# ExMark vs Cub Cadet?



## fifthmanstanding (Apr 11, 2021)

Hi all,

In the market for a zero turn. I'm going to avoid buying from a big box and go with a local dealership.

Budget: $3100 or less, otherwise my wife will kill me. 
Local dealerships carry the following: 

Exmark
Husqvarna
Cub Cadet
John Deere

I was originally leaning towards a Cub Cadet ZT1 42". It's attractive and looks comfortable and well made. The more research I did the more it seemed like the stamped deck and the Hydro-Gear EZT 2200 drive system were the things that others repeatedly said weren't great.
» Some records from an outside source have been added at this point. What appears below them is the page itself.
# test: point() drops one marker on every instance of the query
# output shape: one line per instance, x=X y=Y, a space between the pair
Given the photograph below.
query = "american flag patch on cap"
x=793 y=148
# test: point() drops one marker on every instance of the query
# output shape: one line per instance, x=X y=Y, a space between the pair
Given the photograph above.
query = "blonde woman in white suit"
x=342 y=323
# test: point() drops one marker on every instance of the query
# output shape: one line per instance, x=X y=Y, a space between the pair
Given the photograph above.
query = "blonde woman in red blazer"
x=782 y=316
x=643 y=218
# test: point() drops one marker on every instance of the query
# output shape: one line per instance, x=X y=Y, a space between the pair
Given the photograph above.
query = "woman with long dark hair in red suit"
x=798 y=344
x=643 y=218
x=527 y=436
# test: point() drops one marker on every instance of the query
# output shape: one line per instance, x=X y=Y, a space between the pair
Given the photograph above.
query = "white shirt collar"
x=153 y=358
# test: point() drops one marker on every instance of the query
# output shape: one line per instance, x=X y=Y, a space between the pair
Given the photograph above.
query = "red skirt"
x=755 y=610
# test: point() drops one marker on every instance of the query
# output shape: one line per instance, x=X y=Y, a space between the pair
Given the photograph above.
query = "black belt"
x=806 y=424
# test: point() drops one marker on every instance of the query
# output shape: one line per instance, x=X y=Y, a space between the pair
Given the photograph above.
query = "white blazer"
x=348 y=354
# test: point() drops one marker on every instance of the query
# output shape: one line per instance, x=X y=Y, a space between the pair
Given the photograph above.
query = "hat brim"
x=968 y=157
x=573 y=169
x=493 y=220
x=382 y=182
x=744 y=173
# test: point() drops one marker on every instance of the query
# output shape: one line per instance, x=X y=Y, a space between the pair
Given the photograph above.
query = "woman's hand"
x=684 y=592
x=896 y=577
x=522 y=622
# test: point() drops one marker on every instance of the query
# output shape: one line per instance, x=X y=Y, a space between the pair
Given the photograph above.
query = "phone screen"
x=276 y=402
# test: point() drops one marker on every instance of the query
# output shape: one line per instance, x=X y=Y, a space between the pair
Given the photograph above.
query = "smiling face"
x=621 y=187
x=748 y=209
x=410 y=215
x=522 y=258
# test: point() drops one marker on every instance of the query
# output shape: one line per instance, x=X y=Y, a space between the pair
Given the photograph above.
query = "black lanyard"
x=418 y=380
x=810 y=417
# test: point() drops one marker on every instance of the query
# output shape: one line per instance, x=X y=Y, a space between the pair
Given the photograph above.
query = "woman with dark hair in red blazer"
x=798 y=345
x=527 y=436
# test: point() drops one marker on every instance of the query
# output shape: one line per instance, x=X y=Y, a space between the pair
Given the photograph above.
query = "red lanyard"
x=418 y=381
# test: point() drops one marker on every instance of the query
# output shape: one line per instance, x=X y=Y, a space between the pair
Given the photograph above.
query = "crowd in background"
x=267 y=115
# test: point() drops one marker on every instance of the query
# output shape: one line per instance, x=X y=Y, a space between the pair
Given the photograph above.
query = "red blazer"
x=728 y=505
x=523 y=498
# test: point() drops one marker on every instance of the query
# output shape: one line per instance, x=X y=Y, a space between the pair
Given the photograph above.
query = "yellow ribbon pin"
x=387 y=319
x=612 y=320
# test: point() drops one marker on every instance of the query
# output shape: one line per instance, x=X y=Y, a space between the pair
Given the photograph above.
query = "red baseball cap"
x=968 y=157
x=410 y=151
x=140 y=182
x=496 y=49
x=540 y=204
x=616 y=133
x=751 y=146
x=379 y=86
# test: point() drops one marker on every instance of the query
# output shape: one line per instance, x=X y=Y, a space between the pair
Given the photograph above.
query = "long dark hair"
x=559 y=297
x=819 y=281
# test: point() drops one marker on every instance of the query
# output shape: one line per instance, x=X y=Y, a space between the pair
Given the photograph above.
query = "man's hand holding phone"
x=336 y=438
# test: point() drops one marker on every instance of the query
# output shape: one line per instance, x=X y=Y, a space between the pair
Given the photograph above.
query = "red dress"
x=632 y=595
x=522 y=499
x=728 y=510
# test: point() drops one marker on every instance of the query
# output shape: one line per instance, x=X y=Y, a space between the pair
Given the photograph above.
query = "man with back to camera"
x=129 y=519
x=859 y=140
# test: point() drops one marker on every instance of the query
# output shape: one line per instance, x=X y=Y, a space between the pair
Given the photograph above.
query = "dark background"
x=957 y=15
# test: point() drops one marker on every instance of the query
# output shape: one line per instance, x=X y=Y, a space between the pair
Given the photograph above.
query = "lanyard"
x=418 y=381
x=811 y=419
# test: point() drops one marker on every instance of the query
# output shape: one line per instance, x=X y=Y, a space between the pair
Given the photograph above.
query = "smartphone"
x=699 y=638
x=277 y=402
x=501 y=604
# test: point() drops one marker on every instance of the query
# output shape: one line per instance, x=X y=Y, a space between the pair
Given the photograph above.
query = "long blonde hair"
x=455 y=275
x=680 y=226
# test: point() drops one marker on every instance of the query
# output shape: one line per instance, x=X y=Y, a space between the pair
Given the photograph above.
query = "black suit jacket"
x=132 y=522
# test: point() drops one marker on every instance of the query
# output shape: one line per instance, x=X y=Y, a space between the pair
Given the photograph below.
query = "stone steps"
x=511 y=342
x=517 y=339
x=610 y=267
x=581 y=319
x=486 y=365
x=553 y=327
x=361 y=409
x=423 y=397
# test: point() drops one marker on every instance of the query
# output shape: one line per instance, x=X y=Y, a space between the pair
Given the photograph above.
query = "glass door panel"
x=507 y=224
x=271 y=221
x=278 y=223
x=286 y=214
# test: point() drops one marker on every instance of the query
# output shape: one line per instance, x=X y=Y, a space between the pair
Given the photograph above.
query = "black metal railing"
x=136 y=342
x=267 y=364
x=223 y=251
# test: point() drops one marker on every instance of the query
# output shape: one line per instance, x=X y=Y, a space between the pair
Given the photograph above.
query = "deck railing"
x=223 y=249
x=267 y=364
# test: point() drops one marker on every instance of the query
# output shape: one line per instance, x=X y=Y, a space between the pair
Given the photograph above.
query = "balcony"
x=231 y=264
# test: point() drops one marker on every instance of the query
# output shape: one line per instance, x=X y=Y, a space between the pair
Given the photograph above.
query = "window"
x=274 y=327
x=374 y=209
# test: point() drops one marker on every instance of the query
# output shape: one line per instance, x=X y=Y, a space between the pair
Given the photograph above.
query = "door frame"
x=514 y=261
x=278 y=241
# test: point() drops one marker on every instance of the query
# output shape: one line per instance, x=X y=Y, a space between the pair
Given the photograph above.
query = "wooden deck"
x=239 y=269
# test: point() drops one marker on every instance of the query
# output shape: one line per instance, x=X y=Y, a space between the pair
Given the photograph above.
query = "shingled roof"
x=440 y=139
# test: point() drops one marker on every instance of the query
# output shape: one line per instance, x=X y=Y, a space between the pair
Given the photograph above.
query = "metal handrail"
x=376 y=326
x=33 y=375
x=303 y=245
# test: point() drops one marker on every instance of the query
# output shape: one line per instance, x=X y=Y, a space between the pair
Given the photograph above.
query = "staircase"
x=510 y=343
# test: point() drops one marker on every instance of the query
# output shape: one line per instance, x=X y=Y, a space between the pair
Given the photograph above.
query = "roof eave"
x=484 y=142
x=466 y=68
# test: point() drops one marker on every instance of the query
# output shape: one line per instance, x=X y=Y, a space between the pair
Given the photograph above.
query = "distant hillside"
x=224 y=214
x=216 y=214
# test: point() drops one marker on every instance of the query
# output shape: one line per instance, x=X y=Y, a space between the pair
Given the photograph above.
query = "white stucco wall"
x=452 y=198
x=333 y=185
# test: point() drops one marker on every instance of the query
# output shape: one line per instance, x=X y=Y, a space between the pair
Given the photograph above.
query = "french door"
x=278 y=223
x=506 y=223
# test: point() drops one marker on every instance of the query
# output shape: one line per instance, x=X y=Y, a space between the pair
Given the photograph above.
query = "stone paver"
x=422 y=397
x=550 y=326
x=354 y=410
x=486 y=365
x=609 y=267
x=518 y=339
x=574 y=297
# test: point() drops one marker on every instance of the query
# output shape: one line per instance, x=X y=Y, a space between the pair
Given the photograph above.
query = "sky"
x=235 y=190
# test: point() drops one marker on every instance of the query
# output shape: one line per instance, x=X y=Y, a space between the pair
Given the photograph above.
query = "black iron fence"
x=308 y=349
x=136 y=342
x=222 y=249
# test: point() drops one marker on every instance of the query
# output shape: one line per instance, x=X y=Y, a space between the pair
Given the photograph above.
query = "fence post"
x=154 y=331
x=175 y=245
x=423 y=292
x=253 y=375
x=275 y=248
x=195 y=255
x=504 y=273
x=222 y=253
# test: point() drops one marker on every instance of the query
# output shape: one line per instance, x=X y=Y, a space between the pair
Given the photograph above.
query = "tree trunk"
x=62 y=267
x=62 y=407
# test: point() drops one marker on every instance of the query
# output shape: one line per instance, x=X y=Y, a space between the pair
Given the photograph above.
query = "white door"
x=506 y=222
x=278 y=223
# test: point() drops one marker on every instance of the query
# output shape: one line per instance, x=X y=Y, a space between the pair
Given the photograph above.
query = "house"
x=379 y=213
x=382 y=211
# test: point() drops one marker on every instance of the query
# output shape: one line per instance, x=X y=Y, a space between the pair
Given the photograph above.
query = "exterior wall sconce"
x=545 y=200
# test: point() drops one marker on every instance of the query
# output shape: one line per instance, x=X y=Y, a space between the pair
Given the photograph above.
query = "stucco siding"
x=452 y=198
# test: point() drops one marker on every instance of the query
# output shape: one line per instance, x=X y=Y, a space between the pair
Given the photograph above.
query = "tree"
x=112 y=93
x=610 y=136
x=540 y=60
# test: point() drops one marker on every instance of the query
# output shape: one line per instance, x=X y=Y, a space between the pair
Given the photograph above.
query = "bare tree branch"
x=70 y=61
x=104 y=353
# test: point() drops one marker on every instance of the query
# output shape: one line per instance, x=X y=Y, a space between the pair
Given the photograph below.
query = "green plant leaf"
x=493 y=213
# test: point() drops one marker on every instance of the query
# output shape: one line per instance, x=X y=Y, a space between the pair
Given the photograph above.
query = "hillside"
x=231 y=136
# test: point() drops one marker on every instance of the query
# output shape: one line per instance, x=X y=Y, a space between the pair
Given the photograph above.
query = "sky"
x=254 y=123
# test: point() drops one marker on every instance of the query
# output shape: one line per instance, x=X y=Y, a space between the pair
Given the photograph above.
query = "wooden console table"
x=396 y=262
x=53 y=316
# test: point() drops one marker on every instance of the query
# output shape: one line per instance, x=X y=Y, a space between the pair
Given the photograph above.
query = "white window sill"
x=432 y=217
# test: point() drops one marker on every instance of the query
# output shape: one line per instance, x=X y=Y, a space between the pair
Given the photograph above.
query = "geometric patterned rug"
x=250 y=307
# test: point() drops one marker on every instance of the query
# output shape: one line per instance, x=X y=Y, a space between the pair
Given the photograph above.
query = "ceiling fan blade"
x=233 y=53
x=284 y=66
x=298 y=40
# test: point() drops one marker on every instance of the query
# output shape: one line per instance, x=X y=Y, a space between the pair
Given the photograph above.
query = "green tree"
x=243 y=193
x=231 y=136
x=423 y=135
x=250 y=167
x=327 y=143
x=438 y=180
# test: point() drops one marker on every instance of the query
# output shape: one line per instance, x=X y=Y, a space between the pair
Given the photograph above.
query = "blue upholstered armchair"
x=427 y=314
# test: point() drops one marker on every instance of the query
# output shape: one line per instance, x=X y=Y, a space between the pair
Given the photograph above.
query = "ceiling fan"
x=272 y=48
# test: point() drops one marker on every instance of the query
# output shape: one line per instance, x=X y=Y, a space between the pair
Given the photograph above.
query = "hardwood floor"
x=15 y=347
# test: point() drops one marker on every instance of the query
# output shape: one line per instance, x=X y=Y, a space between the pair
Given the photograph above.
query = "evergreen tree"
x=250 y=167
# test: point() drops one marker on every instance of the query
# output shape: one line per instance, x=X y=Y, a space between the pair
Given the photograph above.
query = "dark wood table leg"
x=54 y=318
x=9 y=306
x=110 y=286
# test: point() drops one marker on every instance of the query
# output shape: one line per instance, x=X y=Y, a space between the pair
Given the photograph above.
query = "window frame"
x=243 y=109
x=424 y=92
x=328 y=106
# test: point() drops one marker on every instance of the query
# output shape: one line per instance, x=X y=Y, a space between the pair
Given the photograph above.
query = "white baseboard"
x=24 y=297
I'll be the first to say, I have no idea what's wrong with the 2200 drive system but to hear folks talk it must've killed their whole family.

Then I started leaning towards the Exmark Quest because of it's fabricated and welded deck. Near as I can tell its the same Kohler motor.

Anyone out there with thoughts on these? I'm not especially interested in the John Deere because it seems like their zero turn models are missing a lot of features that Cub Cadet and Exmark have at this price point. I've not research Husqvarna heavily yet.

Thanks in advance for any insight.


----------



## ksturfguy (Sep 25, 2018)

Exmark makes good quality commercial mowers. Can't speak for the Quest as I believe that's more their homeowner model but im guessing it's quality. If your dealer will let you I suggest asking to demo the mowers your interested in. Then buy the one that gives the best cut or you enjoy using the most.


----------



## William (Oct 2, 2017)

I like Kawi engines personally. I have had great success on air cooled ones from 4 to 20hp.

With that said, if the engines are all the same, I would look at who makes the hydraulics, size of hydraulic tank (more fluid = stays cooler), Hydraulic cooler, brass fittings, etc . . .

As for the deck, I have always liked welded 7 gauge-ish.

Something else to consider is to buy a commercial used/like new.


----------